Multi-objective analysis of computational models
This work addresses the difficulty in understanding emergent behaviors in complex computational models for researchers and practitioners, though it is incremental as it reviews and unifies existing methods.
The paper tackles the challenge of analyzing complex computational models by proposing a multi-objective evolutionary framework to identify trade-off solutions, enabling data mining to uncover model features and regularities, as demonstrated through examples including a flapping-wing robot and a neurocomputational model.
Computational models are of increasing complexity and their behavior may in particular emerge from the interaction of different parts. Studying such models becomes then more and more difficult and there is a need for methods and tools supporting this process.

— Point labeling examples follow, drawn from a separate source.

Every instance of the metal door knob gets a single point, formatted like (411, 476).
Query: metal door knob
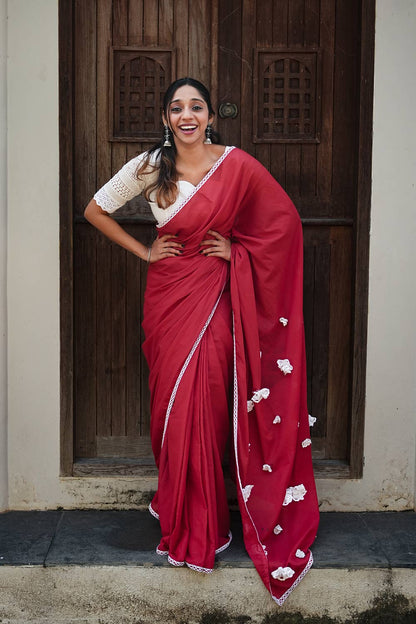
(226, 109)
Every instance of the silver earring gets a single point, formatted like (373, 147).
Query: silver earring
(208, 135)
(167, 142)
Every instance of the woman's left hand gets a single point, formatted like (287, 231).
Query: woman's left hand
(217, 246)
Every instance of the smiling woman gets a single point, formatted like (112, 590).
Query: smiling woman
(225, 269)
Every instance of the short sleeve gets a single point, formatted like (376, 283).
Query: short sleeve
(124, 185)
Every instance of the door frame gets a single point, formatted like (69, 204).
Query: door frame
(354, 468)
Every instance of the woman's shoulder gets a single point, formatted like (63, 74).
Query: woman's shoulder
(143, 164)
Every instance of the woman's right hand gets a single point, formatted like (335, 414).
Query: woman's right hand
(164, 247)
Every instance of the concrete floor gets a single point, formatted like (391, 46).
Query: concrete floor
(100, 567)
(94, 537)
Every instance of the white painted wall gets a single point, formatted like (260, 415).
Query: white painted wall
(33, 252)
(3, 247)
(33, 277)
(390, 417)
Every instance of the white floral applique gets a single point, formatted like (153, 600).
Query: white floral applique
(285, 366)
(282, 574)
(294, 494)
(258, 395)
(246, 492)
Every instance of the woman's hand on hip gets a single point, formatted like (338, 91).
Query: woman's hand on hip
(164, 247)
(217, 246)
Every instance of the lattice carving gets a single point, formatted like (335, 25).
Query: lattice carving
(139, 80)
(287, 96)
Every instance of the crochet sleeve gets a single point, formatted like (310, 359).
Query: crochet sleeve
(122, 187)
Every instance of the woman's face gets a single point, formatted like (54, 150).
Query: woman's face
(188, 116)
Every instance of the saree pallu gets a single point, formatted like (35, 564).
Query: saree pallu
(225, 348)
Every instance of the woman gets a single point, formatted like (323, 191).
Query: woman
(225, 345)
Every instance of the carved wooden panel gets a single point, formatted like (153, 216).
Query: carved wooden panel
(286, 96)
(139, 78)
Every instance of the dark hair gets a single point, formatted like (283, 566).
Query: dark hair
(165, 185)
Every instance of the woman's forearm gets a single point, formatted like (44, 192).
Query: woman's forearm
(110, 228)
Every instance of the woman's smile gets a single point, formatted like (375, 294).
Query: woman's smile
(188, 114)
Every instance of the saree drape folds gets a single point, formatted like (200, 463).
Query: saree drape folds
(225, 347)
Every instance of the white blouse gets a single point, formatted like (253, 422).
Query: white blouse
(125, 185)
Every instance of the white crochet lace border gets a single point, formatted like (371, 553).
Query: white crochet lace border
(178, 564)
(227, 151)
(186, 364)
(281, 600)
(306, 569)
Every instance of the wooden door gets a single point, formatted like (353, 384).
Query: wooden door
(290, 69)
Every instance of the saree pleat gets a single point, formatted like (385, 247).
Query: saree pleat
(225, 344)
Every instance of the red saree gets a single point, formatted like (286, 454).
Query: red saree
(225, 347)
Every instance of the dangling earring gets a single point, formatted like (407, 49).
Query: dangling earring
(208, 135)
(167, 142)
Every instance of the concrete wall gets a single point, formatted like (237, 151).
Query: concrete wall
(33, 278)
(3, 247)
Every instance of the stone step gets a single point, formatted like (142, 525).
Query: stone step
(100, 566)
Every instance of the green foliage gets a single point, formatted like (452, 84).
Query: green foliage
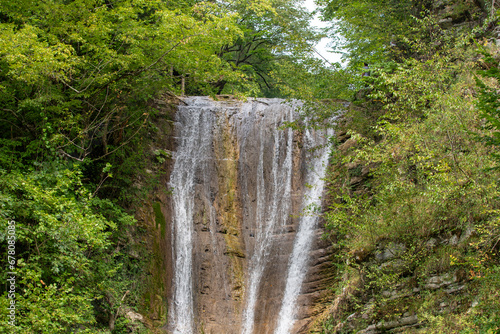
(62, 236)
(489, 102)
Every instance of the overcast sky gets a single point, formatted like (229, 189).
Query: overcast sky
(322, 47)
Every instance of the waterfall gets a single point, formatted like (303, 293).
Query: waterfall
(297, 268)
(194, 128)
(270, 213)
(239, 259)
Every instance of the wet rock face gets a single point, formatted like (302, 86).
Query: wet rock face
(241, 181)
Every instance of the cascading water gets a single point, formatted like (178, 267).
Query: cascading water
(271, 210)
(298, 260)
(238, 263)
(194, 129)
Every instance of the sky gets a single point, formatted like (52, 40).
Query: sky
(322, 47)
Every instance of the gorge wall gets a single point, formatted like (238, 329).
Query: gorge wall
(241, 257)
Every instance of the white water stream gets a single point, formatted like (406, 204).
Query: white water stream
(257, 125)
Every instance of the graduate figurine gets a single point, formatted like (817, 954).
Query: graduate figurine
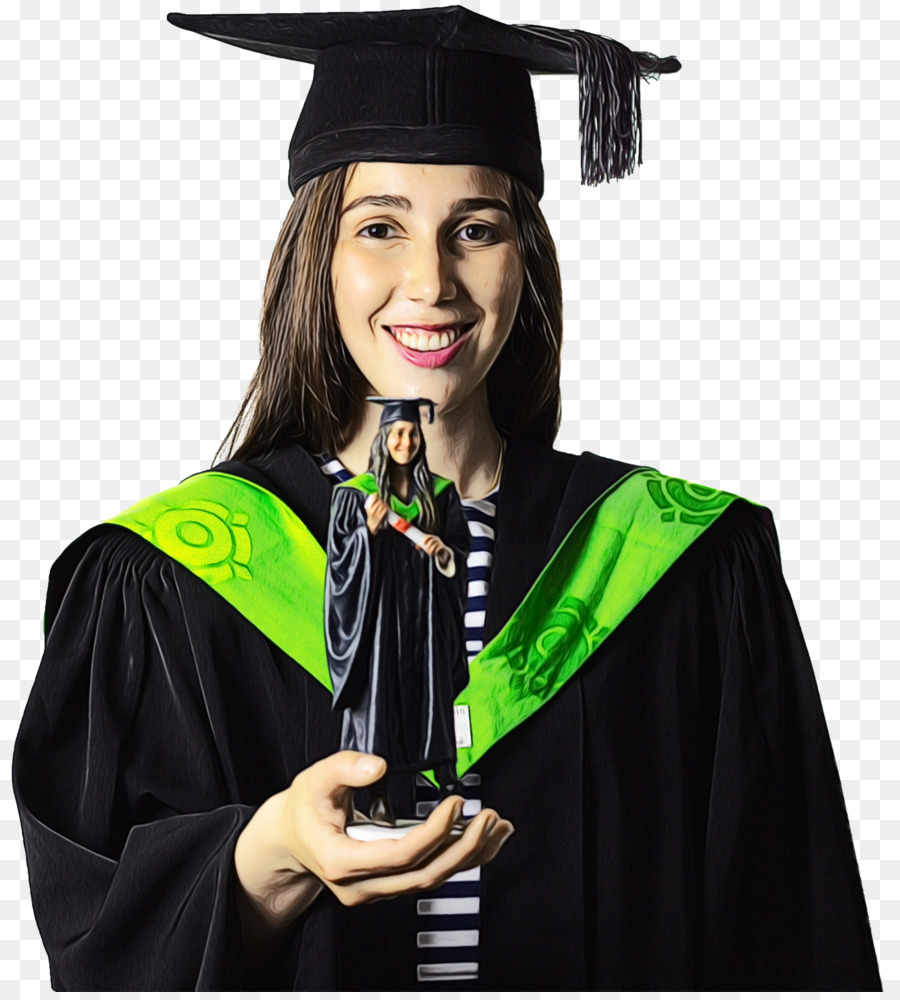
(395, 597)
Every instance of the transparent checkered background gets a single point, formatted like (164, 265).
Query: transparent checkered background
(731, 310)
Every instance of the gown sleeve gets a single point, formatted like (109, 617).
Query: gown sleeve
(784, 906)
(129, 811)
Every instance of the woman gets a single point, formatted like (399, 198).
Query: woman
(394, 611)
(678, 815)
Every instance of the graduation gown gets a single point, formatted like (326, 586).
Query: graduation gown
(395, 633)
(679, 817)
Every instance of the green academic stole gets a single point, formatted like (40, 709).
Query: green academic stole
(366, 483)
(251, 548)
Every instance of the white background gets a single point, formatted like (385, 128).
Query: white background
(731, 310)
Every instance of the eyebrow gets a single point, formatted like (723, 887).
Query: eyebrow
(462, 207)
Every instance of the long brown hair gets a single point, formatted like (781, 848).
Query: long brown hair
(309, 390)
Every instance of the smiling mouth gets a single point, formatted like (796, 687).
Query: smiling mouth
(417, 338)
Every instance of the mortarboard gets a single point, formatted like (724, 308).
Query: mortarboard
(444, 85)
(402, 409)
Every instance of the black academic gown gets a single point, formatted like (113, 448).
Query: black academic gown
(395, 634)
(679, 816)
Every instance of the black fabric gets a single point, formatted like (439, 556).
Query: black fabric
(443, 85)
(679, 817)
(395, 634)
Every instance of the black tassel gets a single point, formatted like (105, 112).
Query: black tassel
(609, 100)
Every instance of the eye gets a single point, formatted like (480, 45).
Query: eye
(377, 231)
(478, 232)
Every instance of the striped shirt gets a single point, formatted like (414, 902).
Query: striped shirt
(447, 918)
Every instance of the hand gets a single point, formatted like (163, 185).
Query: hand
(377, 511)
(295, 844)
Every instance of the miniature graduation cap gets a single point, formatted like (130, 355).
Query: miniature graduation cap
(402, 409)
(444, 85)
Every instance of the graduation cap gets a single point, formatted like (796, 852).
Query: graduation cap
(402, 409)
(444, 85)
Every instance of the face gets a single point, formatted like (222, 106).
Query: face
(403, 441)
(427, 278)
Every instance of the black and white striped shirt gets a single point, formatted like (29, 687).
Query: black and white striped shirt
(447, 918)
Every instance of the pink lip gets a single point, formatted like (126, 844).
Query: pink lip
(431, 359)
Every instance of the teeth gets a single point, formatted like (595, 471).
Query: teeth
(412, 338)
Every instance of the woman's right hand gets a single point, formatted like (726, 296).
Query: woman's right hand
(376, 513)
(295, 844)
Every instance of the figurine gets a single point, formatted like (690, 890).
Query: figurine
(394, 606)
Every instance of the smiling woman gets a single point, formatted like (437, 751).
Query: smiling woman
(641, 703)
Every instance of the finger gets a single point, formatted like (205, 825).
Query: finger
(460, 854)
(351, 860)
(342, 770)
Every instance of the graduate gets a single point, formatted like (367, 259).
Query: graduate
(394, 608)
(660, 803)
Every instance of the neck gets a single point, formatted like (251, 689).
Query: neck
(463, 446)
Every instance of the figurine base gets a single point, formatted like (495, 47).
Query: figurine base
(365, 830)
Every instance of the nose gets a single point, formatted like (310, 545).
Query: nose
(430, 277)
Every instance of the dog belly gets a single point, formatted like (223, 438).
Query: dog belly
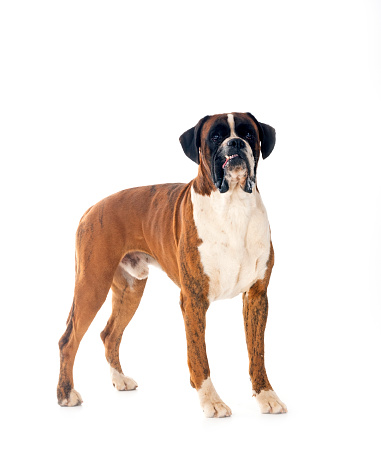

Multi-objective evolutionary algorithms generate a set of trade-off solutions instead of a single optimal solution. The availability of a set of solutions that have the specificity to be optimal relative to carefully chosen objectives allows to perform data mining in order to better understand model features and regularities. We review the corresponding work, propose a unifying framework, and highlight its potential use. Typical questions that such a methodology allows to address are the following: what are the most critical parameters of the model? What are the relations between the parameters and the objectives? What are the typical behaviors of the model? Two examples are provided to illustrate the capabilities of the methodology. The features of a flapping-wing robot are thus evaluated to find out its speed-energy relation, together with the criticality of its parameters. A neurocomputational model of the Basal Ganglia brain nuclei is then considered and its most salient features according to this methodology are presented and discussed.